June 13, 2000
I've written before about the amount of irritating junk mail that comes to our house and I'm sure you have your own problems with it. I admit that on some days if it were not for junk mail, the postman would have nothing to put in our mailbox. That's the only redeeming feature that I can think of. Well, sometimes, on a quiet day, it also gives me something to do. But, ordinarily there is little reward to be found sifting through those peculiar advertisements, mysterious prospectuses (prospects?), overweight catalogs, and assorted other pieces of unsolicited junk mail.
Once in a great while, however, something comes along that provides a moment or two of amusement, if you're easily pleased. For instance, I get lots of record club offers because my name has found its way onto several mailing lists. I swore off joining record clubs years ago about the same time that I discovered my membership in the Book of the Month Club was creating a storage problem. By failing to decline their monthly offers, I was automatically receiving (and having to pay for) numerous books that I did not want. Some of them were still unopened on my shelves, in their cardboard mailing cartons, because I had no interest in them. As you know, when you join one of these book or record clubs you agree to purchase some of them within a designated time period. The club sends you the name of a "Monthly Selection" which comes automatically unless you tell them "no thanks" in advance. Failure to decline the offer means the selection is on its way to your house.
Even with my learning experience as a member of the book club a few years ago, I actually also became a record club member. You'd think I would have known better. But yes, there's a story about this. My good friend, the late Jap Dotts, shared with me a great affection for Big Band music but at that time neither of us could afford to buy records. Then one day the RCA Victor Record Club sent me an offer in the mail that I absolutely could not refuse.
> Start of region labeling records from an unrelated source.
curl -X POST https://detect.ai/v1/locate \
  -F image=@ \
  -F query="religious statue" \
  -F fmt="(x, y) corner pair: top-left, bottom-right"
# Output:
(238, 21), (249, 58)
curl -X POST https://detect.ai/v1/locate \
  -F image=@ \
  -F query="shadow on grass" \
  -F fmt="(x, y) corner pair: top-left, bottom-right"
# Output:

Just by joining their club, I would receive without charge a never-before-released album of three 12-inch vinyl records featuring the wonderful Glenn Miller orchestra. CD's and cassette tapes were unknown at the time. Records were the medium of choice because that's all there was. More than 50 selections were on the records, and I had never heard any of them. The club had discovered my Achilles heel.
Jap listened as I told him the terms of the offer. I proposed that we join the club jointly, in his name or mine, with the understanding that we would only buy the minimum number of records required, and that we would take turns when it came time for us to make a purchase. Thus we would cut our costs in half. For some obscure reason that I no longer remember, I was to be awarded ownership of the Glenn Miller album. Jap was not as moved as I was by the Great One's sound. He agreed to all this, and I thought I had found nirvana.
We later dropped out of the club as soon as possible for budgetary reasons, but I still play that never-before-released album and I find pleasure in every vocal doo-wop by Marion Hutton, Ray Eberle and the Modernaires, each subtle phrasing by the reeds and brass and the saucy ad libs by saxophonist Tex Beneke. What a delight. Today I have Miller music coming out the wazoo (343 tunes on 21 vinyl discs, nine tape cassettes and 12 CD's) but this album is still a favorite.
This week I received a record club offer with an incredible hook. I can get 11 CDs for the price of one with "no obligation to buy another, ever. Guaranteed." The catch is, those first CDs have to be selected from their list of more than 130 titles. That covers such categories as "light sounds" (Neil Diamond, Barbra Streisand, et al); country, classical, jazz (Kenny B, Bob James, et al), Christian, gospel, Latin, R&B/rap, hard rock/metal, alternative and various kinds of rock. Not one Glenn Miller tune to be found. It was easy to say "No, thanks."